1. WAS HEISST MULTITASKING WIRKLICH
Gerade wir Mütter haben oft das Gefühl, ohne Multitasking geht nichts. Der Alltag wäre gar nicht zu bewältigen, wenn ich nicht beim Kochen auch dem Kind mit den Hausaufgaben helfe, während ich gleichzeitig das Baby vom rechten auf den linken Arm wechsle.

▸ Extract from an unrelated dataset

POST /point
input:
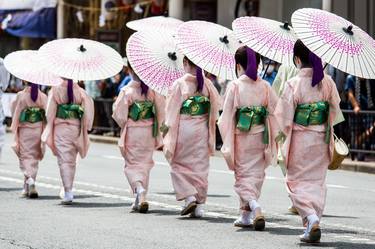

Das gehört irgendwie zum Standardrepertoire einer Mutter oder? Multitasking oder – Mehrfachaufgabenperformanz – bedeutet die Ausführung zweier oder mehrerer Aufgaben zur selben Zeit oder abwechselnd in kurzen Zeitabschnitten. Es ist scheinbar völlig normal, dass NUR Kaffeetrinken nicht drin ist. Da kann man doch gleichzeitig noch die Wäsche aufhängen und die E-Mail beantworten um Zeit zu sparen. Und da hat es auch mich schon direkt erwischt, denn während ich diesen Artikel hier vorbereite, frühstücke ich ….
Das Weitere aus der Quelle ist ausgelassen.